Pickpocket's World War II booty found in Utah club's wall
OGDEN, Utah — During the early 1940s a pickpocket working in the Pioneer Tavern on Ogden’s busy 25th Street lifted an envelope of papers from a woman and a wallet from a soldier.
It was easy. The bar would have been busy and crowded with wartime soldiers, who mobbed Ogden during the war, and on Ogden’s Two-Bit Street such crime was common. The thief went straight to the men’s room to check his take, removed any money and got rid of the evidence by stuffing the envelope and wallet into a handy crack in the wall.
And there they sat.
The Pioneer is now the Kokomo Club. Earlier this year, owner Cindy Simone decided it was time to replace the ancient fixtures in the men’s room, so she tore out the wall to get at the plumbing.
In the wall she found two very old whiskey bottles, a wine bottle, and what she quickly realized were time capsules of two lives.
“I need to get these back to those people,” or their relatives, she said, and started making phone calls from what evidence she could glean from the scraps of paper she’d found.
This week she succeeded, in part.
The wallet is still a mystery, but on Monday she sat in a booth of the tavern and showed Darrell Rector, of Washington Terrace, the envelope of documents and pictures from his grandmother, Lillian Rector, who died in 1963.
Its contents were a slice of her life, and life in America, during World War II. There was a military insurance certificate for Darrell’s uncle and pictures of some of his relatives, including one of his father that Darrell had never seen. There were his grandmother’s Food Stamps ID card, and her Social Security card, issued June 19, 1937, just two years after Social Security became law.
“He sat in that booth pulling that stuff out, and he was getting teary,” Simone said. “I said, ‘What are you feeling right now?’ and he said ‘I’m just feeling something that I hadn’t felt for in years. I feel so close to my grandmother right now. I really needed this.’ ”
“Then he said, ‘What can I do to repay you, and I said, ‘Give me a hug.’ ”
Rector said his grandmother had a rough life. His grandparents lived in North Dakota. During the Great Depression, “my grandfather took off, he just hit the road.” His grandmother had to farm the kids out to friends to make sure they stayed fed.
She needed help eating. The Food Stamp card, issued in Milnor, N.D., is dated Dec. 26, 1940.
Things improved during World War II when the family moved to Ogden. She got a job packing parachutes at Hill Air Force Base. She lived in the Ben Lomond Hotel, at the east end of Two-Bit Street, and while Rector said he never knew his grandmother to drink, he admitted it was not impossible.
“If she wanted to go drink, that was her business,” he said.
The Army insurance form was issued to his uncle Leo, he said, who served in the U.S. Army during the war and fought on Guadalcanal. It was issued July 10, 1941, and would have paid off $2,000 if he’d been killed.
“They’re for $250,000 now,” Rector said.
Simone had no idea the people she was looking for lived 5 miles away.
“I started in North Dakota, looking for Rectors,” and she found one family that had a niece they thought might know.
“Two days later I got a call from a gentleman in Minnesota who did genealogy, and he hooked me up with him,” she said, nodding her head at Darrell Rector.
So, success with the envelope, but what of the wallet?
It is being a problem.
It has a lot of stuff in it, with a lot of information, but Simone has run into dead ends everywhere she’s looked.
The wallet belonged to a soldier, Private Manuel Meza Cano, who gives his home address only as “general delivery, San Jose, California.”
The wallet contained a document showing that in 1943, he worked in the medical department at Bushnell Medical Hospital in Brigham City, now the former Intermountain Inter-Tribal School.
There’s his draft card, also from San Jose, and a card showing he paid $1 for an annual membership in the Red Cross.
“He was very Catholic,” Simone said, because the wallet also contained numerous religious cards, a small stone heart and a gold wedding ring. The thief missed a good bet there because the ring is 14 karat gold, but was hidden in a pocket.

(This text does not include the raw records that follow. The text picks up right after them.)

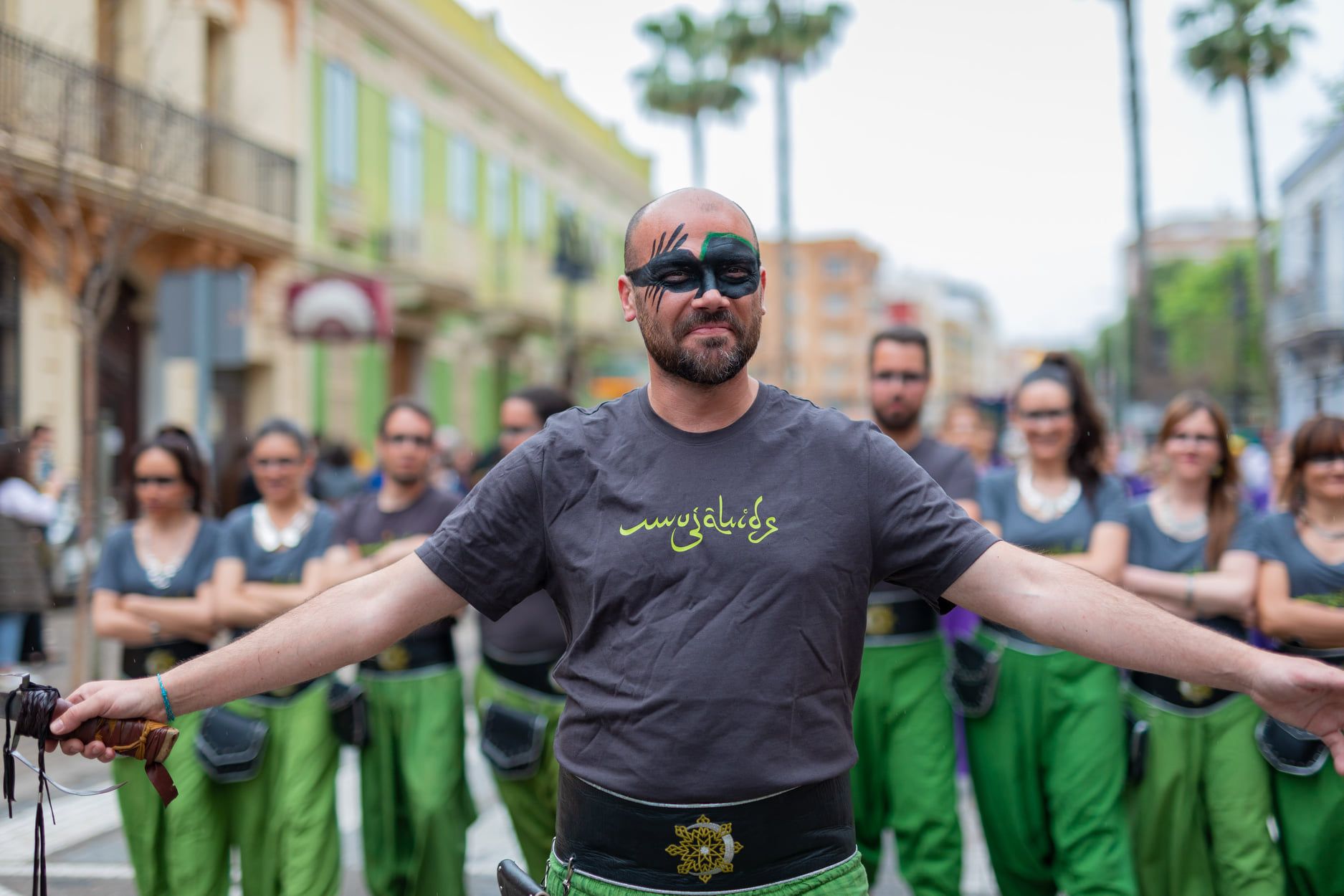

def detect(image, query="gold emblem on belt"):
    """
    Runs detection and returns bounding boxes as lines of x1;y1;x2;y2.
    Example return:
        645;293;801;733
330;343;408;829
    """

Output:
667;816;742;884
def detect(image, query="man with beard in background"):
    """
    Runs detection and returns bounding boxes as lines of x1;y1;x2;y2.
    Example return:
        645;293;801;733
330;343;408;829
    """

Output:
851;326;978;896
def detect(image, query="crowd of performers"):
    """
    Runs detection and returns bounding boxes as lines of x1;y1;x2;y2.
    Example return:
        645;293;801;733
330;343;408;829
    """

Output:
63;329;1344;896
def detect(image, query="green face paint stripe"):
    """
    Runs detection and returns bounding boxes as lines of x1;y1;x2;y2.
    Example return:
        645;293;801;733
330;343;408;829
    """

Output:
700;234;761;262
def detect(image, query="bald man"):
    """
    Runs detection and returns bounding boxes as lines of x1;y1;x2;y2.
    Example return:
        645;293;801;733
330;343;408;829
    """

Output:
52;189;1344;896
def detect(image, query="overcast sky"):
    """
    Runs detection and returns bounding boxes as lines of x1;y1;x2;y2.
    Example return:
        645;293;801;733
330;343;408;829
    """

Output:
459;0;1344;341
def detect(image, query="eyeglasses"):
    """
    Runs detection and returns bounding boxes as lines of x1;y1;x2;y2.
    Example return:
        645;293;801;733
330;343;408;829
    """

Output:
1167;432;1219;447
872;371;929;386
383;432;434;447
135;475;181;489
253;457;304;470
1017;407;1072;423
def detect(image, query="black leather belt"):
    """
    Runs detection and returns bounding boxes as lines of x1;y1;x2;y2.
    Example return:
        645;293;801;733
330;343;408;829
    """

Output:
481;650;565;697
359;634;457;672
863;591;938;646
555;770;855;893
1129;672;1236;710
121;641;210;678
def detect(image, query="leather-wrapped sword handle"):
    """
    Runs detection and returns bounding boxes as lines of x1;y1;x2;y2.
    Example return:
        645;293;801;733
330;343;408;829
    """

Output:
51;699;178;806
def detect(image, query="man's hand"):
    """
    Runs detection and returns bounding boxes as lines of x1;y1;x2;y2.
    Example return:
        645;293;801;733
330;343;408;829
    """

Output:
1250;653;1344;775
47;678;168;762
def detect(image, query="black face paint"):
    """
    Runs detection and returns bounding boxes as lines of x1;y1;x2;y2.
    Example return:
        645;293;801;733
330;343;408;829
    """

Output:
626;223;761;310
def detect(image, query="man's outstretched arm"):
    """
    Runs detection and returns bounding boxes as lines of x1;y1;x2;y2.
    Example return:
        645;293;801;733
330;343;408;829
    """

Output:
946;541;1344;775
51;556;465;761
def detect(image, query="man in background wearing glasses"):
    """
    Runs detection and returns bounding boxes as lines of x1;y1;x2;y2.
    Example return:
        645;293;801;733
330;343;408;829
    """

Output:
313;399;476;896
851;326;980;896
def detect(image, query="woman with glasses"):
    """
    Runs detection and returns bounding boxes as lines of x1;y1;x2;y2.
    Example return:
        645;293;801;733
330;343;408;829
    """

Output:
476;386;574;880
1255;416;1344;896
92;432;229;895
204;419;340;896
1123;392;1284;896
955;353;1137;896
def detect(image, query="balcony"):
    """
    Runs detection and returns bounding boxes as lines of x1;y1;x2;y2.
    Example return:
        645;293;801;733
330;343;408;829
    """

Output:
0;28;297;229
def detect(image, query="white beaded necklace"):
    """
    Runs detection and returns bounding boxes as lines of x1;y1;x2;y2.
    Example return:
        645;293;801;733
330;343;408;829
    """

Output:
1017;466;1083;523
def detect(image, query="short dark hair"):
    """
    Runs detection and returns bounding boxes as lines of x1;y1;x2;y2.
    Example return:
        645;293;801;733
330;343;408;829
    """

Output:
510;386;574;423
868;326;933;373
126;426;210;520
378;395;436;438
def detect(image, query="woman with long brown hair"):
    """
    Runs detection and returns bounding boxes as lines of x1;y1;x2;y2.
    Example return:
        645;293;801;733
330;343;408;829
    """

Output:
92;432;229;896
1121;392;1284;896
1255;416;1344;896
954;353;1137;896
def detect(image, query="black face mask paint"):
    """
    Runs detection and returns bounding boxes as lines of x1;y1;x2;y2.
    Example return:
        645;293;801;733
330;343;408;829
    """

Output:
626;224;761;310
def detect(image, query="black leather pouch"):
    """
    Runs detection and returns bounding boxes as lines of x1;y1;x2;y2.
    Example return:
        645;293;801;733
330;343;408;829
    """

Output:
195;707;269;784
1255;716;1330;776
496;859;545;896
481;702;547;779
327;678;368;747
945;635;1004;719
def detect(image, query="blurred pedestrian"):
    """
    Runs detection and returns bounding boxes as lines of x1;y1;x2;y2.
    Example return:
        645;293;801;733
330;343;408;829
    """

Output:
1123;392;1284;896
204;419;340;896
963;352;1137;896
851;326;980;896
476;386;574;879
92;432;229;896
312;398;476;896
1257;416;1344;896
0;439;57;672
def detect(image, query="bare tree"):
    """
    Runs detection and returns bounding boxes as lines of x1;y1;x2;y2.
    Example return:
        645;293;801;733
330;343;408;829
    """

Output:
0;16;196;681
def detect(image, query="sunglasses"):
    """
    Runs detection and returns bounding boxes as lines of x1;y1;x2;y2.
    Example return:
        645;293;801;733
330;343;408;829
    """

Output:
383;432;434;447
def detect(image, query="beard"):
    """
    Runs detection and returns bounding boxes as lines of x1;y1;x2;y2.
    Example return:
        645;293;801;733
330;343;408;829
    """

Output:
637;297;765;386
872;407;922;432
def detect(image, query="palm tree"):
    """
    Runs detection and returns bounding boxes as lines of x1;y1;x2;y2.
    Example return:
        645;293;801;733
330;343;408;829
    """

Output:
1176;0;1310;419
720;0;849;384
634;9;748;186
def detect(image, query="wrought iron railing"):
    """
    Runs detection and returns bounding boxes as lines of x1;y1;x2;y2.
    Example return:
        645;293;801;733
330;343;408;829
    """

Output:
0;28;297;221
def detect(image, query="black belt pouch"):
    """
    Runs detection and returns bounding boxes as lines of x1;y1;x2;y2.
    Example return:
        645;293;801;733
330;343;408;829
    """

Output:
481;702;548;781
1255;716;1330;776
196;707;269;784
946;635;1004;719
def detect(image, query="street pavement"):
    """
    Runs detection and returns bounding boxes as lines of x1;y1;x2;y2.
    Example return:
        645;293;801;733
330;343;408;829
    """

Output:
0;610;997;896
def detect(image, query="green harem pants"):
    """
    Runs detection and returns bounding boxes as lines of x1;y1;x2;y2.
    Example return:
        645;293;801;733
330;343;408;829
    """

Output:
214;681;340;896
476;665;565;880
545;853;868;896
966;632;1138;896
359;667;476;896
849;635;961;896
1128;693;1284;896
112;712;229;896
1266;759;1344;896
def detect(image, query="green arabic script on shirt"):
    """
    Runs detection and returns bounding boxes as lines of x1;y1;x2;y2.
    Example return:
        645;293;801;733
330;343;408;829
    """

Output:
621;495;780;553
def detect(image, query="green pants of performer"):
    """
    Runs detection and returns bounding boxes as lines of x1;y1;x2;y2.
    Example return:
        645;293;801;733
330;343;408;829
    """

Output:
545;853;868;896
112;713;229;896
1270;761;1344;896
966;644;1138;896
851;637;961;896
359;667;476;896
215;682;340;896
476;665;565;880
1128;695;1279;896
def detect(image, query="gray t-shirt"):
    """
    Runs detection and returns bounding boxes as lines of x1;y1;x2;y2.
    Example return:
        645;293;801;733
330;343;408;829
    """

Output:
418;384;996;802
866;437;976;634
332;487;461;656
1126;498;1257;641
216;504;336;584
978;469;1128;553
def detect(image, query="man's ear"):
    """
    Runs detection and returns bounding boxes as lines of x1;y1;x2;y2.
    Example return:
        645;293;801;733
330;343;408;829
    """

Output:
616;280;636;324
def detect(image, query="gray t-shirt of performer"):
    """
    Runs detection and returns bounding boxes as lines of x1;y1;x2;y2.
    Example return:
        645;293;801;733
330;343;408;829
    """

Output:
418;384;996;804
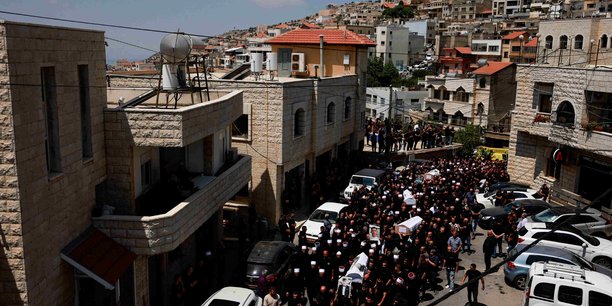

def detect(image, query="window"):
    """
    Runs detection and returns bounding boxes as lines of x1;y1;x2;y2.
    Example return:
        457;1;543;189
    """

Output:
559;35;567;49
533;82;554;113
140;160;151;190
557;101;576;125
478;77;487;88
546;157;561;180
544;35;553;49
589;291;612;306
40;67;62;176
293;108;306;137
78;65;93;160
574;35;584;50
557;285;582;305
232;114;249;139
327;102;336;124
344;97;353;120
533;283;555;301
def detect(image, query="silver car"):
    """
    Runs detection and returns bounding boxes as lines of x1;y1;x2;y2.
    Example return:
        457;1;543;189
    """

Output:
504;244;612;290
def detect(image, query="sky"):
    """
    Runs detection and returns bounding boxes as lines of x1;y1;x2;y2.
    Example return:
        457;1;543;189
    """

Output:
0;0;349;64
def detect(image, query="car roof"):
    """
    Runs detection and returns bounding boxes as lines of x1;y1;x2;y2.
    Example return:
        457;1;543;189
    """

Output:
247;241;293;264
317;202;348;212
208;287;254;305
514;243;574;259
353;168;385;177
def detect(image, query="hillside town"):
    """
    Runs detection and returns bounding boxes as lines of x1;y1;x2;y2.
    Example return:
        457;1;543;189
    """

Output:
0;0;612;306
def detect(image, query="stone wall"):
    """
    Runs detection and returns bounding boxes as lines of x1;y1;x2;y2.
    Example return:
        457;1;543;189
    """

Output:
0;23;28;305
92;156;251;255
0;21;106;305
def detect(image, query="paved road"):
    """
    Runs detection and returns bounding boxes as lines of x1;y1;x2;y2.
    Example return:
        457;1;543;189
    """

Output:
426;228;523;306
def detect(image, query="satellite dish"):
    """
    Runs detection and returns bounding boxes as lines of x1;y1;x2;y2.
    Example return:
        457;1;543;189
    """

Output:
159;33;191;64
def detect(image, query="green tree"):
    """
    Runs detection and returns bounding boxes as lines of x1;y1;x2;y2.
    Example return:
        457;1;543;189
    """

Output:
454;124;482;156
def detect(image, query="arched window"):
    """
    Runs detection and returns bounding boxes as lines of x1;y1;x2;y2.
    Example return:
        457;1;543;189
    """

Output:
293;108;306;137
544;35;553;49
557;101;576;125
574;35;584;49
479;77;487;88
344;97;353;120
327;102;336;124
559;35;567;49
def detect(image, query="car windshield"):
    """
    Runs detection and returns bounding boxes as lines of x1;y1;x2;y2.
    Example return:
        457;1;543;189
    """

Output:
351;175;374;186
208;299;240;306
247;263;274;276
308;209;338;223
533;209;559;222
574;254;595;271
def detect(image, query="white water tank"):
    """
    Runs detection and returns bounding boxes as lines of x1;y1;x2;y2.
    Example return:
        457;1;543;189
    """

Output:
268;52;278;71
159;34;192;64
251;53;263;72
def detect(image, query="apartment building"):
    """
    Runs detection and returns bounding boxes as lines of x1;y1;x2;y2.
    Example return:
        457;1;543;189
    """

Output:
508;65;612;205
0;21;251;305
537;18;612;67
376;24;426;67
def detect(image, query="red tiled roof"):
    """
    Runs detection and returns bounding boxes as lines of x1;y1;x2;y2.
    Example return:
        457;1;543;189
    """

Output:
266;29;376;47
60;228;136;289
525;37;538;47
502;31;527;40
455;47;472;54
473;62;514;75
301;22;320;29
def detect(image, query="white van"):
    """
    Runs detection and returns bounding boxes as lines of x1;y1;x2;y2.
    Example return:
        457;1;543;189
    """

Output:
344;168;385;200
523;262;612;306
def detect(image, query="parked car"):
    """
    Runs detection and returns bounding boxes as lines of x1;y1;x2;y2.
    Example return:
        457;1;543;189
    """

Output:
518;222;612;268
246;241;297;288
531;206;612;238
521;262;612;306
302;202;348;242
202;287;263;306
476;182;537;204
478;198;556;230
504;243;612;290
344;168;386;200
476;190;535;207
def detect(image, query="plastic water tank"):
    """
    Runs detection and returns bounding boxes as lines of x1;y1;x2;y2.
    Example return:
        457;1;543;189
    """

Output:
268;52;278;71
251;53;263;72
159;34;191;63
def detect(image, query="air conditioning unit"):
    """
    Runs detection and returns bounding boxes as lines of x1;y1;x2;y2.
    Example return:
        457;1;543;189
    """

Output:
291;53;306;72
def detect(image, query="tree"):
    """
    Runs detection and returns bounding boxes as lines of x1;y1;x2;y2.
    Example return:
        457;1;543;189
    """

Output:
454;124;482;156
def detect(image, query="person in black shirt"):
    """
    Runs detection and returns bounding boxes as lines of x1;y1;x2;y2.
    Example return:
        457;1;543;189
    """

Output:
461;264;484;305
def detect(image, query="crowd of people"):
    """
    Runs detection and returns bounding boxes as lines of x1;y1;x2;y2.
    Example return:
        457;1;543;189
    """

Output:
257;158;518;306
365;119;455;153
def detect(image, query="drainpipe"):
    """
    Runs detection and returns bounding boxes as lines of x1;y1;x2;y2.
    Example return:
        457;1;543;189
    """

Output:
319;34;325;78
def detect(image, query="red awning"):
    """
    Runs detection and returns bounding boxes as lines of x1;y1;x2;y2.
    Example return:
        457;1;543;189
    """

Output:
60;228;136;290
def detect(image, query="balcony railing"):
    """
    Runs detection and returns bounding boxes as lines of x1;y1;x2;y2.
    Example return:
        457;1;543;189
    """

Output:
92;156;251;255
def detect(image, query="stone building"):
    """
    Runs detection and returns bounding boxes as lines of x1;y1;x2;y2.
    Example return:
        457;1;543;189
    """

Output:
0;22;251;306
537;18;612;67
508;65;612;205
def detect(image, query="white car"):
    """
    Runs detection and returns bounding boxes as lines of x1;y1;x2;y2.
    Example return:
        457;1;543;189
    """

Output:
518;222;612;269
202;287;263;306
476;189;536;208
302;202;348;242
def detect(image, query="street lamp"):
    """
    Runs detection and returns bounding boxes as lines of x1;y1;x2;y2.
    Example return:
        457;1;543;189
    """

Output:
519;34;525;64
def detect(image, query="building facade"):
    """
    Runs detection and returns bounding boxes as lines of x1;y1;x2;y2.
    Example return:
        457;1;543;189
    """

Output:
508;65;612;205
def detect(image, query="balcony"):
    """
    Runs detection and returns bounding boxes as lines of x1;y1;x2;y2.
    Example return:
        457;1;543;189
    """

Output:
92;156;251;255
105;88;242;147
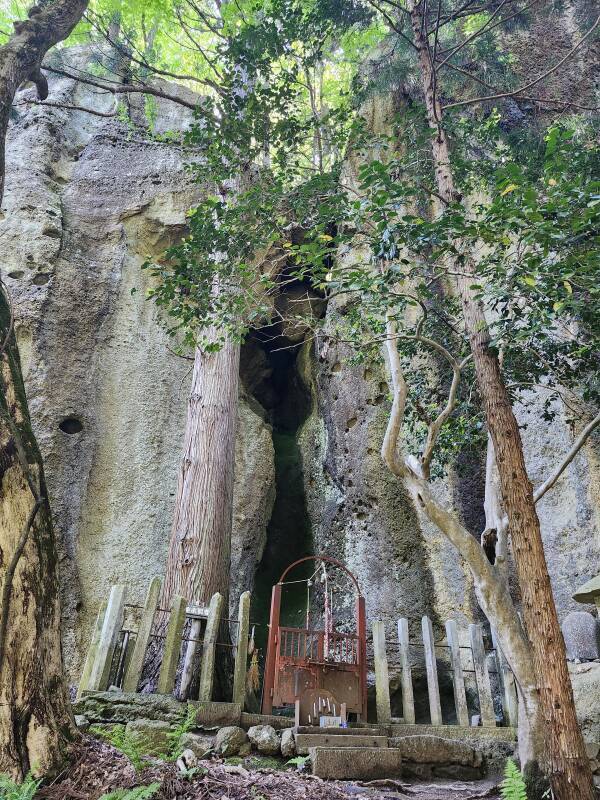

Simone said she called the San Jose courthouse and came up empty.
“They have no record of his living, of his being married, owning property or being buried,” she said. “They said I should send the stuff to the police, but I don’t want it just sitting on some shelf.”
So she’ll hang onto it and keep trying. She’s going to check military sources next in the Veterans Administration, or the Utah Department of Veterans Affairs. If any local veterans have any ideas, she wants to talk to them.
It’s like with Lillian’s things, she said. “She needed me to do something with this stuff,” and she feels Cano does too.